Est-ce que tu m'entends?
Charlotte hoche doucement la tête.
Si l'on me brusque, je ne peux rien donner.
Je ne supporte pas l'idée d'être attendu quelque part.
La liberté est le slogan des survivants.
Alfred pose une main sur la joue de Charlotte.
Avant de dire : merci.
Merci pour tes dessins.
Ils sont naïfs, approximatifs, inaboutis.
Mais je les aime pour la puissance de leur promesse.
Je les aime car j'ai entendu ta voix en les regardant.
J'ai ressenti une forme de perte et une incertitude aussi.

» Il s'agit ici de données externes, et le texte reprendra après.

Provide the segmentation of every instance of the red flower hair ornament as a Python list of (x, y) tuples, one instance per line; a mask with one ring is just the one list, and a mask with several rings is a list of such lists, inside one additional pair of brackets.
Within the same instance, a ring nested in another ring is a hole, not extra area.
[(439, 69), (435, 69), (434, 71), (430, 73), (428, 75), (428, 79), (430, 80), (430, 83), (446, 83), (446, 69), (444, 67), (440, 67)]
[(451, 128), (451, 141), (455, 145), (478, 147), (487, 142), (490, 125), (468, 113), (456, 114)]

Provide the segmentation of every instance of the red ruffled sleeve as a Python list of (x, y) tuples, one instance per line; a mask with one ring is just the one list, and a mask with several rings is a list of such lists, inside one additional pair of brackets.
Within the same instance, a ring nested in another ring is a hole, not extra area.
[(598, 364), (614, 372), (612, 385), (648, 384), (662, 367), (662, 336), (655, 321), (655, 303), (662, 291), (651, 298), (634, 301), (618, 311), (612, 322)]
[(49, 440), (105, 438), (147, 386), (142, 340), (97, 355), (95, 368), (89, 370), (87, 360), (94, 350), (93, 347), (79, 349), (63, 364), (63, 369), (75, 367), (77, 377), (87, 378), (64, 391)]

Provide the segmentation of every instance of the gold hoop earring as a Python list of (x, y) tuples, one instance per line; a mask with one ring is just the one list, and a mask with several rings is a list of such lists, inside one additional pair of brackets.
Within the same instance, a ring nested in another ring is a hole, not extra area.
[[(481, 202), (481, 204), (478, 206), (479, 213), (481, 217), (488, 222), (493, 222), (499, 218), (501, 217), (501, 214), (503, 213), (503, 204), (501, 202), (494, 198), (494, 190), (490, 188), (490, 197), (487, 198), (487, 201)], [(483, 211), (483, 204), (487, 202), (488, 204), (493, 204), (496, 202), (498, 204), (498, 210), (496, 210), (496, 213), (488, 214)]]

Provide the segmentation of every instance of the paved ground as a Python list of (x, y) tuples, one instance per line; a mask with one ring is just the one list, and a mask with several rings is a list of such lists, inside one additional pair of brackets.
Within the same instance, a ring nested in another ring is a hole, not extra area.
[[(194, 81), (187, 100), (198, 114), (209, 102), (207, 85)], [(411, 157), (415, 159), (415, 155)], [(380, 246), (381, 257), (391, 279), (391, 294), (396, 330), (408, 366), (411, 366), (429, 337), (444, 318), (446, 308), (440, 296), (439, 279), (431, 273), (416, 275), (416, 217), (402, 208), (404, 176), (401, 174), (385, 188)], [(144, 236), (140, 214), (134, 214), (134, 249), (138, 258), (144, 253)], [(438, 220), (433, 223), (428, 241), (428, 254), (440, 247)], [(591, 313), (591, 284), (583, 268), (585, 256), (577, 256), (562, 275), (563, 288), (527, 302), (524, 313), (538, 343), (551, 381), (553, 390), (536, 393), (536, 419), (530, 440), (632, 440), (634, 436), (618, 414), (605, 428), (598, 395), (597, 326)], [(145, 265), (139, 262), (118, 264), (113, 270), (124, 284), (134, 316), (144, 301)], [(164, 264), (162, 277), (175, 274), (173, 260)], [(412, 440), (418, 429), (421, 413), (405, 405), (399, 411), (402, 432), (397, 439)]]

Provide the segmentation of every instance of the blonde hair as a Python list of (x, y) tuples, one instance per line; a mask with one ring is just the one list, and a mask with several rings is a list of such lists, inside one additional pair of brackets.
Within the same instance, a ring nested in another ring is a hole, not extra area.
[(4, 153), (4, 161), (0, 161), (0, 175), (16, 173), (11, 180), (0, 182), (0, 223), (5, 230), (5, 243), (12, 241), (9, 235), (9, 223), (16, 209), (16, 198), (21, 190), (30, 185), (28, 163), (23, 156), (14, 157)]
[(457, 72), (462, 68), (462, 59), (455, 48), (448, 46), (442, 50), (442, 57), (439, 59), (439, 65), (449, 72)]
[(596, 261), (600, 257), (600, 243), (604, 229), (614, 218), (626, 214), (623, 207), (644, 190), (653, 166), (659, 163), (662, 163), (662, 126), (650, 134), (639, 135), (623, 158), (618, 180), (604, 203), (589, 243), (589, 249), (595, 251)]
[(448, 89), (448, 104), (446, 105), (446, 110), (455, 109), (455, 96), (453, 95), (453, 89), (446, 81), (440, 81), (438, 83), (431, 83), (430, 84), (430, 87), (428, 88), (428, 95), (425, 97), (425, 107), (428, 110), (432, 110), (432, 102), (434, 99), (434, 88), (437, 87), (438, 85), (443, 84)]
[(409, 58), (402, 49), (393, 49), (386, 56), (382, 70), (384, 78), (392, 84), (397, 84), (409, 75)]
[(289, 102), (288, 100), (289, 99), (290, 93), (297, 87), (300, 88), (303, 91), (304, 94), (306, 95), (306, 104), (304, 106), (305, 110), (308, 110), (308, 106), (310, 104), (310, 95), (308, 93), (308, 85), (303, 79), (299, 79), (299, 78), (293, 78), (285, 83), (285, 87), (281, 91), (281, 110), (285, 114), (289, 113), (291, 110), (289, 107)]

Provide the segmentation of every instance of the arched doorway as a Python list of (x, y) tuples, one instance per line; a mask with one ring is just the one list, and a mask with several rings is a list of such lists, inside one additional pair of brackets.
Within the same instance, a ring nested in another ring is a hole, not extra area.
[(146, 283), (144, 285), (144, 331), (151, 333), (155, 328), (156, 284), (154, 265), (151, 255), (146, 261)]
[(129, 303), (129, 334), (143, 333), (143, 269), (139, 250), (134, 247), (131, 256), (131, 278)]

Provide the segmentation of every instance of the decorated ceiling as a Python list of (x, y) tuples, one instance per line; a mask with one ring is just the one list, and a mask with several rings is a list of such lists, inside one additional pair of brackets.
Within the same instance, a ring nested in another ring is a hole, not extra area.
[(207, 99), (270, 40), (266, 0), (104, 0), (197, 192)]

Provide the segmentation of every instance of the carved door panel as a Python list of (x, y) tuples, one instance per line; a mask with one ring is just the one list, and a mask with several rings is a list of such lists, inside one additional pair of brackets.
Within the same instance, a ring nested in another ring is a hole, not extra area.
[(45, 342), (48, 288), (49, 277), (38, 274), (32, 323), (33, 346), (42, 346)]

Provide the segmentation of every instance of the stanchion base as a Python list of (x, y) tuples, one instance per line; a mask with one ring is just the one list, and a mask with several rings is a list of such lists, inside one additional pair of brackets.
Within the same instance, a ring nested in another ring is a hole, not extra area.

Peut-être même l'esquisse d'une folie.
Une folie douce et docile, sage et polie, mais réelle.
Voilà.
Ce que je voulais te dire.
Nous sommes un très beau début.
Alfred repart en lui serrant la main.
Il a compris que Charlotte s'est livrée entièrement.
Pour la première fois, ses dessins ont été dictés par la nécessité.
Elle n'a pas exécuté mais vécu l'oeuvre.
Ce moment est fondateur pour la jeune fille.
L'homme qu'elle aime a posé des mots sur sa frénésie.
Ce qu'elle vient de vivre l'enivre.
Elle sait maintenant où aller.
Elle sait où se cacher, s'abriter de la haine.
Peut-elle s'avouer qu'elle se sent artiste?
Artiste.
Elle répète ce mot.
Sans être réellement capable de le définir.
Peu importe.
Les mots n'ont pas toujours besoin d'une destination.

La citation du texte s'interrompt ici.